A third option? Don’t cram. Please. I’m no stranger to the occasional fit of procrastination, but seriously, you’re better off if you study a little bit a night. You can even take breaks between but cramming all your studying in the night before has been scientifically proven not to work.
In the words of Tom Haverford himself, “Treat yo’ self.” Really. All work and no play is not going to incentivize you to do anything. You studied for thirty minutes, cool; get yourself a snack. Finally understanding a concept, you really didn’t get before? Nice job; you can check your social media accounts. It doesn’t really matter how you do it, but positive reinforcement and operant conditioning has been shown to have positive effects, even if you may be the one rewarding yourself.

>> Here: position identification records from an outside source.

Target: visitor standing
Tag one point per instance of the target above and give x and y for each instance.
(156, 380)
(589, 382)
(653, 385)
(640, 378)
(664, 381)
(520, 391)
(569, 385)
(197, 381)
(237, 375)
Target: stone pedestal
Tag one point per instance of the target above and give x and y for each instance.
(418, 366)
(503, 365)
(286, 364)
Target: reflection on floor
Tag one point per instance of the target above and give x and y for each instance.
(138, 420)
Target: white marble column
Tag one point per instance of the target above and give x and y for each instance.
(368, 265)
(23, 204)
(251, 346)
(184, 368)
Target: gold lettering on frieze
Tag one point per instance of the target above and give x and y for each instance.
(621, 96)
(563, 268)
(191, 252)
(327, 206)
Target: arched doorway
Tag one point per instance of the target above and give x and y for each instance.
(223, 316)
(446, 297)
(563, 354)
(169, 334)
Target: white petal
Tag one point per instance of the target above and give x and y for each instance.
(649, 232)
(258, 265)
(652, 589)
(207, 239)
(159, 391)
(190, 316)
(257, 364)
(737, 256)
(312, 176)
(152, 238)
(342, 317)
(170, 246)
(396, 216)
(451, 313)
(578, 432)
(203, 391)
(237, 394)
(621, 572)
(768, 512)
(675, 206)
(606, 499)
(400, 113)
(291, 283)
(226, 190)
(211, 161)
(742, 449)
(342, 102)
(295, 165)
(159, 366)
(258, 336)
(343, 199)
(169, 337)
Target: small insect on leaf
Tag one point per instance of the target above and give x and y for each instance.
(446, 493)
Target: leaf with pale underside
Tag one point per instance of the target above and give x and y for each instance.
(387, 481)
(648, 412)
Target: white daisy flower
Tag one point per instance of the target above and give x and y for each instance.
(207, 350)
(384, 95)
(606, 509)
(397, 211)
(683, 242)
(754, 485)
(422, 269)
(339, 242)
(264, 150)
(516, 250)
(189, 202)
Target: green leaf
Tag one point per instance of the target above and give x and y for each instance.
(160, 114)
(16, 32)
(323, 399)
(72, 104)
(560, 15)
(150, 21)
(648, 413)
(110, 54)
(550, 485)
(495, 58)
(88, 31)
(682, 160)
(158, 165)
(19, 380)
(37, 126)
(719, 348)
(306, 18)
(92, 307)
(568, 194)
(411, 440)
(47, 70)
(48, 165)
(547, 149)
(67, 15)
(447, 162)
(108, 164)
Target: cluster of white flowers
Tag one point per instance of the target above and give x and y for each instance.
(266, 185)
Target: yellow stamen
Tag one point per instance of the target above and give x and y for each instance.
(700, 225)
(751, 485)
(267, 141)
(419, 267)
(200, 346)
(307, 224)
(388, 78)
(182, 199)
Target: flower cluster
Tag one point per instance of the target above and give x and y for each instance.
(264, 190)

Another route you can take in order to help you understand the material is to watch a YouTube Video. It can be crash course on the topic, or some weird song someone made that just happens to be specifically about what you need to study. Whatever works for you! I guarantee that there is something you’ll find on that site that can help you with upcoming exams.
In terms of making sure you’re on top of your game for midterms, get some sleep. This one’s pretty obvious, I know, but you’d be surprised how many people just… don’t. I’m not saying you have to go to bed at 7 o’clock or anything, but maybe lay down before two in the morning rolls around.
If I can recommend one last thing, have some fun in your life. Watch a show you really like, hang out with friends, eat ice cream and watch a movie. When the studying for the day is done, it’s a good idea to unwind and do something you enjoy in order to keep your emotional health balanced. Midterms can definitely bring about some unwanted stress, but staying on top of your work and keeping up a good balance between academia and fun is really important.
I reached out to a couple of students to find out exactly what they do to alleviate stress. Madeline Bernstein, a freshman, said “I listen to music or watch Netflix.”
Another freshman, Kayleigh Heister, said, “I listen to podcasts, clean, write out my week and take a hot shower.”
The fact of the matter is that stress can be managed in a multitude of different ways. It all comes down to experimenting and finding out which method works for you.
In all fairness it’s important to know if and when your stress is turning into something more serious. If you find yourself significantly lacking appetite or sleep, or even feeling moodier all the time, then it may be possible your stress is influencing you more severely than is usual.
You may consider heading over to CAPS to talk about it. According to the CAPS website, you can visit CAPS any weekday between 8:30 a.m. and 4:30 p.m. on the second floor of Howard Hall. Make sure to bring your student ID, and if you feel you need immediate assistance, contact the CAPS emergency hotline at 239-745-EARS (3277).
With that said, good luck during midterms!